Summary: regular expressions when using '-' in alpha range will match out of the given range
Product: [Fedora] Fedora Reporter: Mel <mel>
Component: grepAssignee: Jaroslav Škarvada <jskarvad>
Status: CLOSED NOTABUG QA Contact: Fedora Extras Quality Assurance <extras-qa>
Severity: high Docs Contact:
Priority: unspecified    
Version: 13CC: jskarvad, lkundrak, ppisar
Target Milestone: ---   
Target Release: ---   
Hardware: Unspecified   
OS: Unspecified   
Whiteboard:
Fixed In Version: Doc Type: Bug Fix
Doc Text:
Story Points: ---
Clone Of: Environment:
Last Closed: 2011-03-10 21:55:00 UTC Type: ---
Regression: --- Mount Type: ---
Documentation: --- CRM:
Verified Versions: Category: ---
oVirt Team: --- RHEL 7.3 requirements from Atomic Host:
Cloudforms Team: --- Target Upstream Version:

Description Mel 2011-03-09 16:35:53 UTC
Description of problem:
regular expressions when using '-' in alpha range will match out of the given range
for example: [a-z] will match [A-Ya-z]

Version-Release number of selected component (if applicable):
pcre-7.8.3.fc12.i686 -yes, this fedora 13

How reproducible:
cat << MEL >foo
AA
aa
BB
bb
CC
cc
XX
xx
YY
yy
ZZ
zz
MEL
echo ----- grep UPPER -----
grep '[A-Z]' foo
echo ----- grep lower -----
grep '[a-z]' foo


Steps to Reproduce:
1. grep a regular expression alpha range with '-' to match just upper case lines -ie: '[A-Z]'
2. grep a regular expression alpha range with '-' to match just lower case lines - ie: '[a-z]'
  
Actual results:
----- grep [A-Z] -----
AA
BB
bb
CC
cc
XX
xx
YY
yy
ZZ
zz
----- grep [a-z] -----
AA
aa
BB
bb
CC
cc
XX
xx
YY
yy
zz


Expected results:
----- grep [A-Z] -----
AA
BB
CC
XX
YY
ZZ
----- grep [a-z] -----
aa
bb
cc
xx
yy
zz


Additional info:
'[BC]' works correctly, but '[B-C]' behaves as if it were '[B-Cc]'
[A-Z] acts is if it is [A-Zb-z]
[a-z] acts as if it is [A-Ya-z]
Behaves identical to the gawk bug:
https://bugzilla.redhat.com/show_bug.cgi?id=683519

Comment 1 Petr Pisar 2011-03-10 21:55:00 UTC
Thank you for report, however:

(1) You call grep. grep does not use libpcre, if not asked by `-P' option.
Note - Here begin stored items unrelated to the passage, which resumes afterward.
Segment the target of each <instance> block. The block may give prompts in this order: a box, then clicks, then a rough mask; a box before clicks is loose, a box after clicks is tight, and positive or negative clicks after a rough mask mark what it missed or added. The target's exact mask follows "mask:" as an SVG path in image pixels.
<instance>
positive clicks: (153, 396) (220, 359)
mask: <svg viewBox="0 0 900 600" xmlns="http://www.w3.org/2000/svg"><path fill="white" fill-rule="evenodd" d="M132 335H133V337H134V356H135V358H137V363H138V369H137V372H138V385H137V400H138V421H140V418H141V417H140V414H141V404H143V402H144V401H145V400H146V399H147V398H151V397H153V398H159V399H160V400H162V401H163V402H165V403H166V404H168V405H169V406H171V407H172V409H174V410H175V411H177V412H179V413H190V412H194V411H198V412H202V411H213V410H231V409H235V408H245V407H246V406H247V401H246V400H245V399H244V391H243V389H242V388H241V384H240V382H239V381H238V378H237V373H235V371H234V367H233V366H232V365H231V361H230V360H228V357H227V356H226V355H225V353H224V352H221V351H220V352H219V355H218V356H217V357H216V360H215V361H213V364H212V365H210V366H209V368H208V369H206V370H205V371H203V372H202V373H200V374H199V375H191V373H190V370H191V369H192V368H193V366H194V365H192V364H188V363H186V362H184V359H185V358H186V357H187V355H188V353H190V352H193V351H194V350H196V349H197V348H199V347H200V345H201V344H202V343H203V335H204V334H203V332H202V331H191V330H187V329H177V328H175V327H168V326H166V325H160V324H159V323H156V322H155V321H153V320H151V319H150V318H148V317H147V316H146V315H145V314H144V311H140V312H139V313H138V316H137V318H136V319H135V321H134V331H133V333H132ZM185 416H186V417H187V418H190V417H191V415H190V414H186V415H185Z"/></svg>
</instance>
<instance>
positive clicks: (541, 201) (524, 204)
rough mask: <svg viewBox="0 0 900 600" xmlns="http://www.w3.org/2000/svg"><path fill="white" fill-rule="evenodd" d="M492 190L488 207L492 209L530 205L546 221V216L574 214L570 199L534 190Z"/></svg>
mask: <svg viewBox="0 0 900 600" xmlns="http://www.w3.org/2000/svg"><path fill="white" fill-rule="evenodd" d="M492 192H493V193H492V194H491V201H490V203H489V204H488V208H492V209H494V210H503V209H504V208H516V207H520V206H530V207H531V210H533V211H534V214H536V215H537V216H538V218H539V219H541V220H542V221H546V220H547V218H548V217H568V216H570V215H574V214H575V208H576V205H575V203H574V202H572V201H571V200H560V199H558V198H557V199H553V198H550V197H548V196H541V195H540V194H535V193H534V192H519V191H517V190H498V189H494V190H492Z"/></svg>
Otherwise POSIX basic (by default) or extended regular matching is performed by regex(3) call to standard library:

$ printf 'A\na\nB\nb\nC\nc\n' | grep '[a-z]'
a
B
b
C
c

$ printf 'A\na\nB\nb\nC\nc\n' | grep -P '[a-z]'
a
b
c

(2) If you interpret the expression as PCRE (grep -P, pcregrep), you get expected behaviour:

$ printf 'A\na\nB\nb\nC\nc\n' | pcregrep '[a-z]'
a
b
c

(3) Results of your grep command depend on locale. The `[a-z]' does not mean all lower case letters. It means characters with ordinal number between oridnals of `a' and `z'. That's equivalent in C locale:

$ printf 'A\na\nB\nb\nC\nc\n' | LANG=C grep '[a-z]'
a
b
c

But does not have to be in any other, e.g.:

$ printf 'A\na\nB\nb\nC\nc\n' | LANG=cs_CZ.UTF-8 grep '[a-z]'
a
B
b
C
c

Use `[[:lower:]]' to express lower-cased letters disregarding current locale:

$ printf 'A\na\nB\nb\nC\nc\n' | LANG=cs_CZ.UTF-8 grep '[[:lower:]]'
a
b
c

As you can see the result depends on collating of locale and using range operator `-' is undefined out of C locale. regex(7):

       If two characters  in  the  list are  separated  by '-', this is
       shorthand for the full range of characters between those two
       (inclusive) in the collating sequence, for example,  "[0-9]" in
       ASCII matches any decimal digit. [...] Ranges are very collating-
       -sequence-dependent, and portable programs should avoid relying
       on them.

See POSIX / Single UNIX Specification for more details. Also there is heavily-commented bug in this bug tracking system about this issue, that I cannot find right now.

Reassigning to grep component and closing a not a bug.